# Sentiment Analysis with Neural DSL

This tutorial demonstrates how to build a sentiment analysis model using Neural DSL and LSTMs.

## Overview
- Build an LSTM-based sentiment classifier
- Process text data with embeddings
- Train on movie reviews (IMDB dataset)
- Evaluate and interpret results

## Setup

In [None]:
import os
import sys
import numpy as np
import matplotlib.pyplot as plt

from neural.parser.parser import create_parser, ModelTransformer
from neural.code_generation.code_generator import generate_code

## Define the Model

In [None]:
dsl_code = """
network SentimentAnalyzer {
  input: (None, 200)
  
  layers:
    Embedding(input_dim=20000, output_dim=128)
    Dropout(rate=0.2)
    LSTM(units=128, return_sequences=True, dropout=0.2, recurrent_dropout=0.2)
    LSTM(units=64, dropout=0.2, recurrent_dropout=0.2)
    Dense(units=64, activation="relu")
    Dropout(rate=0.5)
    Dense(units=32, activation="relu")
    Dropout(rate=0.5)
    Output(units=1, activation="sigmoid")

  loss: "binary_crossentropy"
  optimizer: Adam(learning_rate=0.001)
  metrics: ["accuracy"]

  train {
    epochs: 10
    batch_size: 128
    validation_split: 0.2
  }
}
"""

with open('sentiment_analyzer.neural', 'w') as f:
    f.write(dsl_code)

print("Sentiment analysis model defined!")

## Compile the Model

In [None]:
!neural compile sentiment_analyzer.neural --backend tensorflow --output sentiment_analyzer_tf.py
print("Model compiled successfully!")

## Load and Prepare IMDB Data

In [None]:
try:
    import tensorflow as tf
    from tensorflow import keras
    from tensorflow.keras.preprocessing import sequence
    
    # Load IMDB dataset
    max_features = 20000
    maxlen = 200
    
    print("Loading IMDB dataset...")
    (x_train, y_train), (x_test, y_test) = keras.datasets.imdb.load_data(
        num_words=max_features
    )
    
    print(f"Training sequences: {len(x_train)}")
    print(f"Test sequences: {len(x_test)}")
    
    # Pad sequences
    print("Padding sequences...")
    x_train = sequence.pad_sequences(x_train, maxlen=maxlen)
    x_test = sequence.pad_sequences(x_test, maxlen=maxlen)
    
    print(f"x_train shape: {x_train.shape}")
    print(f"x_test shape: {x_test.shape}")
    
    # Display distribution
    print(f"\nPositive samples in training: {np.sum(y_train)} ({np.mean(y_train)*100:.1f}%)")
    print(f"Negative samples in training: {len(y_train) - np.sum(y_train)} ({(1-np.mean(y_train))*100:.1f}%)")
    
except ImportError:
    print("TensorFlow not installed.
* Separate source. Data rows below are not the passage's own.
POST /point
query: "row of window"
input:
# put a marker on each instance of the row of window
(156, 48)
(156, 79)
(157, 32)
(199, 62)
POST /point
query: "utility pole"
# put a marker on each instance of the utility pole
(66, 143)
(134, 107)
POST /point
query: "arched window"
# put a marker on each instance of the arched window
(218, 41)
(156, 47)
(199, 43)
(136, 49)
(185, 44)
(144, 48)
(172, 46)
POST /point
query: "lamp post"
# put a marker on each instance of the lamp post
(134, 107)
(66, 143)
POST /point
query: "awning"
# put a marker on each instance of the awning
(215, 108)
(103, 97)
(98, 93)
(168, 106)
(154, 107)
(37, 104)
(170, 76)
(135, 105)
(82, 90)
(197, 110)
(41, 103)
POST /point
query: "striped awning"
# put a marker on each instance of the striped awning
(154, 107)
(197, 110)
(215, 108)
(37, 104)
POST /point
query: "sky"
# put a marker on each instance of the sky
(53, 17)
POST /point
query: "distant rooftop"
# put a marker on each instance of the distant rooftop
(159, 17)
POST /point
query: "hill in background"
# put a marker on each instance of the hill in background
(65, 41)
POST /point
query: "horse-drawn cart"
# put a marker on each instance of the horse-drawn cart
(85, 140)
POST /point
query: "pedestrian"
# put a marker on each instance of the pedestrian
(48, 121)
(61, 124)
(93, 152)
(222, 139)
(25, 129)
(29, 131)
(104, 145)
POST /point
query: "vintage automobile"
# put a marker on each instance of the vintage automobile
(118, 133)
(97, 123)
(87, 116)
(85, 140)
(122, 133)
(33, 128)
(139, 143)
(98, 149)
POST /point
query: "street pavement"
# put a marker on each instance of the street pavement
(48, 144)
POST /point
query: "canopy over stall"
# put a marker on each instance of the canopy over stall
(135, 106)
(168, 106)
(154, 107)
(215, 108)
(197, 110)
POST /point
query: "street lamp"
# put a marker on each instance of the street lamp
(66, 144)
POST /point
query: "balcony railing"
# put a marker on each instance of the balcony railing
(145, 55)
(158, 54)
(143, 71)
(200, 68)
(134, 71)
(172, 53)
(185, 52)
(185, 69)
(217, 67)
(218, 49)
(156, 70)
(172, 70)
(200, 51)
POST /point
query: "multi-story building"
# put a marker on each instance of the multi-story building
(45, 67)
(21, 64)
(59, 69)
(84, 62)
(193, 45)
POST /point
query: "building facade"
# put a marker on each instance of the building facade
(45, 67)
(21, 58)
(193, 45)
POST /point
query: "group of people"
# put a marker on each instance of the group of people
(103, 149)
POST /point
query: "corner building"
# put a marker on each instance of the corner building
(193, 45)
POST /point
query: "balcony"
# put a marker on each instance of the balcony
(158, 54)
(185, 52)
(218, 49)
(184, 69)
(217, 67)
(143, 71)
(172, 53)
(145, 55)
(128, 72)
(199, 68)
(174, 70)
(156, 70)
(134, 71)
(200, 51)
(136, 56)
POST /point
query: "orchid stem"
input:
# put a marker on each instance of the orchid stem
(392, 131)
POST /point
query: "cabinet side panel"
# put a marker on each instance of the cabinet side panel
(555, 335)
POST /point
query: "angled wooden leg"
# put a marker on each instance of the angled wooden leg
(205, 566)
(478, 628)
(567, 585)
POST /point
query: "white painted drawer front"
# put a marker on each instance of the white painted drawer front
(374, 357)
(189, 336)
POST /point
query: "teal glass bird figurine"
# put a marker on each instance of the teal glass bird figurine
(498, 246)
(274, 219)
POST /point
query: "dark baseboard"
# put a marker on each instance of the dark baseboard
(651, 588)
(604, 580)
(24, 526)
Install with: pip install tensorflow")

## Visualize Sample Reviews

In [None]:
try:
    # Get word index
    word_index = keras.datasets.imdb.get_word_index()
    reverse_word_index = {v: k for k, v in word_index.items()}
    
    def decode_review(encoded_review):
        return ' '.join([reverse_word_index.get(i - 3, '?') for i in encoded_review])
    
    # Display a few reviews
    for i in range(3):
        print(f"\n{'='*80}")
        print(f"Review {i+1} - Sentiment: {'Positive' if y_train[i] == 1 else 'Negative'}")
        print(f"{'='*80}")
        print(decode_review(x_train[i])[:500])
        
except Exception as e:
    print(f"Error displaying reviews: {e}")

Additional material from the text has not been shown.